13 Finkelman: 1505-6, footnote 153. Murder, robbery, theft, fraud, libel, and false witness were all crimes in ancient Rome, and under some circumstances all but theft were subject to the death penalty. (Morey, William C. Outlines of Roman Law, second edition. New York: G.P. Putnam's Sons, 1914: 25, 41-2.) The Babylonian Code of Hammurabi (1728-1686 B.C.E.) had groupings that included false accusations, theft, burglary, robbery, embezzlement, and slander. (Van Den Ploeg, J. “Law, Ancient Near Eastern.” In New Catholic Encyclopedia, Volume 8. Detroit: Thomson-Gale, 2003: 393-4.) During Egypt's Middle Kingdom (2040-1650 B.C.E.), the list of Judgments of the Dead included “murder and manslaughter, robbery, theft, perjury” and blasphemy. (Assmann, Jan. The Mind of Egypt. New York: Metropolitan Books, 2002: 165-6.)
14 Homicide, a noted anthropologist tells us, “is, under one set of conditions or another, legally prohibited everywhere.” A century ago the Ashanti chiefs in present-day Ghana sat on their sacred stools and conducted trials for a variety of crimes and violations of taboos, including murder, theft, and slander.
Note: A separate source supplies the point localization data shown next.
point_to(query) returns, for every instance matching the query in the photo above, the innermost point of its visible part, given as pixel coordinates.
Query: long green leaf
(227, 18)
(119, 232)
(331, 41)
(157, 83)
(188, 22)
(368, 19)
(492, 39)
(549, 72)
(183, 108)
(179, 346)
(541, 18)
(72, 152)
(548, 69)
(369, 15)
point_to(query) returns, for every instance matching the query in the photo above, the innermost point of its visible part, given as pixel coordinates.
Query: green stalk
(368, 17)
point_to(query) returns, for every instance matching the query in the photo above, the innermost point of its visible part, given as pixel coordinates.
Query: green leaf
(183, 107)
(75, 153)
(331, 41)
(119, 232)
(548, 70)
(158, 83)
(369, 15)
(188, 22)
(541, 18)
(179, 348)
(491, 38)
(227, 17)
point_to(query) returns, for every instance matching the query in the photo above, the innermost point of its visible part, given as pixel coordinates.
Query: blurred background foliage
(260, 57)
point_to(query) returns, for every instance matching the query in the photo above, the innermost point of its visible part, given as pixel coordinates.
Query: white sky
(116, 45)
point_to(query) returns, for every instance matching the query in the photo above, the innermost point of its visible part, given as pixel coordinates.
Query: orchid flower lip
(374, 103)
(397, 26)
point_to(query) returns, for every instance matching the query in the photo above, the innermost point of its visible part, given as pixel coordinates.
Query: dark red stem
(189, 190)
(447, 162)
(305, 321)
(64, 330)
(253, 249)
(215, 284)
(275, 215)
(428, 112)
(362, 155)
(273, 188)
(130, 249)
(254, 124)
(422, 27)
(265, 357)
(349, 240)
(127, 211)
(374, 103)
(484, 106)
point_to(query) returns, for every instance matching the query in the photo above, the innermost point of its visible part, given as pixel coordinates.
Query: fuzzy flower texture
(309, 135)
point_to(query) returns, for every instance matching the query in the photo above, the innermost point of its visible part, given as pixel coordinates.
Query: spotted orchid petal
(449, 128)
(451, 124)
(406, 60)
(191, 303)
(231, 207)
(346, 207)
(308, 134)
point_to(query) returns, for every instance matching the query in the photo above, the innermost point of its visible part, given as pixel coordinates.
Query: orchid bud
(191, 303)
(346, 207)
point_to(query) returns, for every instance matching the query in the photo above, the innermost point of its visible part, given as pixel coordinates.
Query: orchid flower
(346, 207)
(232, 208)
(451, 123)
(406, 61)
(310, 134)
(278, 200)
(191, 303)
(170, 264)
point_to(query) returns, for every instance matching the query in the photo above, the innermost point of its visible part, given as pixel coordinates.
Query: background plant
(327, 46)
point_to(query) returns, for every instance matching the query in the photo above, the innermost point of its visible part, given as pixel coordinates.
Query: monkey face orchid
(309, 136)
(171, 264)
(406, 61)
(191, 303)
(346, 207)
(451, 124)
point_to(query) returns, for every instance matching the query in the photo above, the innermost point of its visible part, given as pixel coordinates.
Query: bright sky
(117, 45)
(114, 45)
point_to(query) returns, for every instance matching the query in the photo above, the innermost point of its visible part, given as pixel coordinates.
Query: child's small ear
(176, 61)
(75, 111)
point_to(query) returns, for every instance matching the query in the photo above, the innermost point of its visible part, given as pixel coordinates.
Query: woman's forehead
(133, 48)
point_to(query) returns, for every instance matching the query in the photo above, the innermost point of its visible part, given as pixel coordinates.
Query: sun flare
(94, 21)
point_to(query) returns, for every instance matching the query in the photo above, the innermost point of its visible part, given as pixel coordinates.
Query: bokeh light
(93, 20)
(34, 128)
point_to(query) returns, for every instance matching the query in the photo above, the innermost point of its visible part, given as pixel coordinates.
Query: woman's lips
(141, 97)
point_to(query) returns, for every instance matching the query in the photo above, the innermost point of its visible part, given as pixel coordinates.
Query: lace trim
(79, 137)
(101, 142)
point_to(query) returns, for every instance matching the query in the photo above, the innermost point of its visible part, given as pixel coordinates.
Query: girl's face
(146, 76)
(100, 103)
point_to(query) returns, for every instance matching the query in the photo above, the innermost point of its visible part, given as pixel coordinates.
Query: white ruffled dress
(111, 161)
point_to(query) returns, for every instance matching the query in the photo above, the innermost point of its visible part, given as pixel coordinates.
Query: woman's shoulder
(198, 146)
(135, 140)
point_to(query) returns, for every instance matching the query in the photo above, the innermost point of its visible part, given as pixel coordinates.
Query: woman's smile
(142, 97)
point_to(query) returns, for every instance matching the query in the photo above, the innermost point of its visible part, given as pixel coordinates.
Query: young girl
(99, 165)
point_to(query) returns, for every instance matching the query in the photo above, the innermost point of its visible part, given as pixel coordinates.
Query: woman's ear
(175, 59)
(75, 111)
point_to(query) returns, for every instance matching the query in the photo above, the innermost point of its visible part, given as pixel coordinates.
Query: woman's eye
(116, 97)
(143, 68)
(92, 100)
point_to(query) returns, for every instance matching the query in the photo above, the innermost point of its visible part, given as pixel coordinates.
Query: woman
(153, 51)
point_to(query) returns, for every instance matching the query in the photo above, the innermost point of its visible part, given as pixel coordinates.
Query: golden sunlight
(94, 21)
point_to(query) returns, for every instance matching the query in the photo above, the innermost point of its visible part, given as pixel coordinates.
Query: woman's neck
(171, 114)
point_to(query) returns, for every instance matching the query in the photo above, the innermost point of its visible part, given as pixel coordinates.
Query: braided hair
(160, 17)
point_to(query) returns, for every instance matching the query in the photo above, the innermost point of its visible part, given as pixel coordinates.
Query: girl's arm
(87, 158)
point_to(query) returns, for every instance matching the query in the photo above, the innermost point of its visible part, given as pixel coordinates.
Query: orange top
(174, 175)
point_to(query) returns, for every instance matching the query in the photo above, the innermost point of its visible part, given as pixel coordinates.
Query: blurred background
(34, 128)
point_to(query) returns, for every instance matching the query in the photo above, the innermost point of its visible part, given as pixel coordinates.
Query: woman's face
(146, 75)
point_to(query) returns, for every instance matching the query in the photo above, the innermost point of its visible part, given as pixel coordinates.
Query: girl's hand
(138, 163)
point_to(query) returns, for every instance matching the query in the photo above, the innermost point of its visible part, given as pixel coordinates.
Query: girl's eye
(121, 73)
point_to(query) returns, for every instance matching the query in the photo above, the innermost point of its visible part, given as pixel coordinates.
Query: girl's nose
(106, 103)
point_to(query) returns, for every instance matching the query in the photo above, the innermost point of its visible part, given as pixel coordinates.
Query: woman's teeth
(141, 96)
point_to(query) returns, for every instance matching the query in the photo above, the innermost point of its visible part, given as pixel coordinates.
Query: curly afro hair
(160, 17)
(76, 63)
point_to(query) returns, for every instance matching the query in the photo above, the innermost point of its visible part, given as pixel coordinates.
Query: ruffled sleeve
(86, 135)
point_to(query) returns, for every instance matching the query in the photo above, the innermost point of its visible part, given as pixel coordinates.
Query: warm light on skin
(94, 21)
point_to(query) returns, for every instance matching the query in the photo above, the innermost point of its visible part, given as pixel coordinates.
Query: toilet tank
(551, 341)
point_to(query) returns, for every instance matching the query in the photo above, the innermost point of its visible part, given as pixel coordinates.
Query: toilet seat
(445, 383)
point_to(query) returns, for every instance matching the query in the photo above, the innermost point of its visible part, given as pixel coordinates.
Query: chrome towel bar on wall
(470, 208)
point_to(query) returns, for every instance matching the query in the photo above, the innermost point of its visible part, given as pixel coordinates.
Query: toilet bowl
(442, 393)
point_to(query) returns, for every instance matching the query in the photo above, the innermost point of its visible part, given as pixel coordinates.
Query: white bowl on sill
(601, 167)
As for false witness, priests would require someone believed to have committed perjury to refund all the expenses of the party wrongly found guilty and to sacrifice a sheep to one of the local gods. See, for example: Hoebel, E. Adamson. The Law of Primitive Man. Cambridge: Harvard University Press, 1954: 286; Rattray, R.S. Ashanti Law and Constitution. Oxford: Clarendon Press, 1929: 295, 324-7, 384-7. Many forms of adultery were also punished under Ashanti law; blasphemy against the king was a capital offense, and in some areas farm work was forbidden on Wednesdays. (Rattray: 138, 163, 304, 317-8, 375.)
15 Murder: Exodus 21:12; dishonoring parents: Exodus 21:17; worshipping other gods: Exodus 22:20 and Deuteronomy 17:2-5; idolatry: Exodus 32:28; adultery: Leviticus 20:10; blasphemy: Leviticus 24:16; working on the Sabbath: Exodus 31:15 and 35:2 and Numbers 15:32-36; false witness: Proverbs 19:9 and 21:28.
16 These are contained in Article I, Section 9; Amendments I-VIII; and Amendments XIII, XV, and XIX. The only reference to religion in the body of the original Constitution is not a requirement that all Americans act in accordance with God's wishes but rather an explicit ban on religious tests for public officials.
17 Madison, letter to Robert Walsh, 2 Mar 1819, and letter to F.L. Schaeffer, 3 Dec 1821, in: Padover, Saul K. The Complete Madison: His Basic Writings. New York: Harper & Brothers, 1953.